Topics include foundational AI systems concepts such as model compression, hardware acceleration, and AI/ML frameworks, as well as advanced infrastructure techniques for large-scale AI. These include scaling laws, FlashAttention, vLLM, AI compute infrastructure for pretraining, post-training, and model serving; AI network infrastructure, including high-performance network fabrics and collective communication; AI storage infrastructure, including tiered storage and checkpoint management; fault tolerance and operational reliability; and the sustainability of AI infrastructure. Students will develop a quantitative understanding of the tradeoffs among performance, scalability, efficiency, cost, and reliability.
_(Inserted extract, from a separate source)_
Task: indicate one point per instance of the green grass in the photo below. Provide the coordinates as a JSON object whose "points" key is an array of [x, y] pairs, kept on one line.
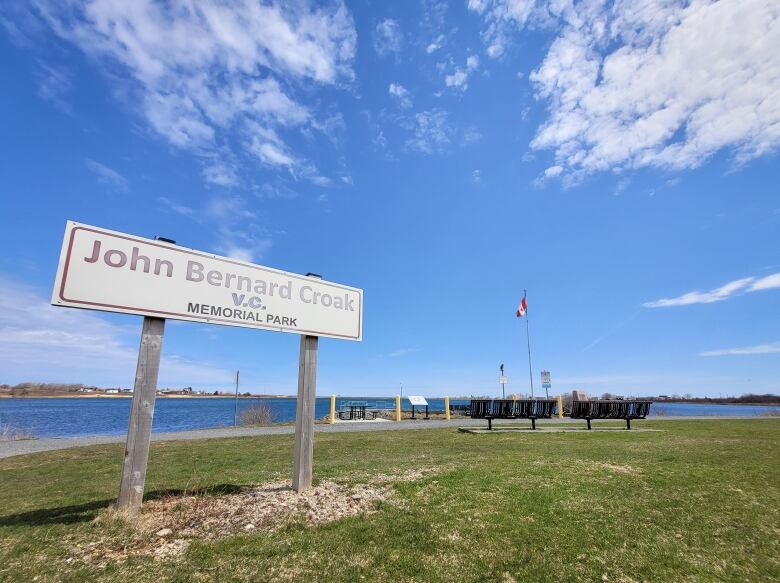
{"points": [[698, 501]]}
They will also gain practical experience through the study and evaluation of real-world AI systems and a course project in which they design and build a distributed AI application.
Lecture Info
- Instructor: Yue Cheng
- Meeting time: MW 9:30am - 10:45am
- Location: Olsson Hall 001
Topic List
- AI systems foundation
- AI compute infrastructure
- AI network infrastructure
- AI storage infraastructure
- Distributed training
- Inference at scale
- FlashAttention
- vLLM
- Speculative decoding
- AI agents
Prerequisite
- CS 4414 (Operating Systems), CS 4740 / CS 6111 (Cloud Computing), or other related systems courses.
- Hands-on system programming skills are strongly recommended.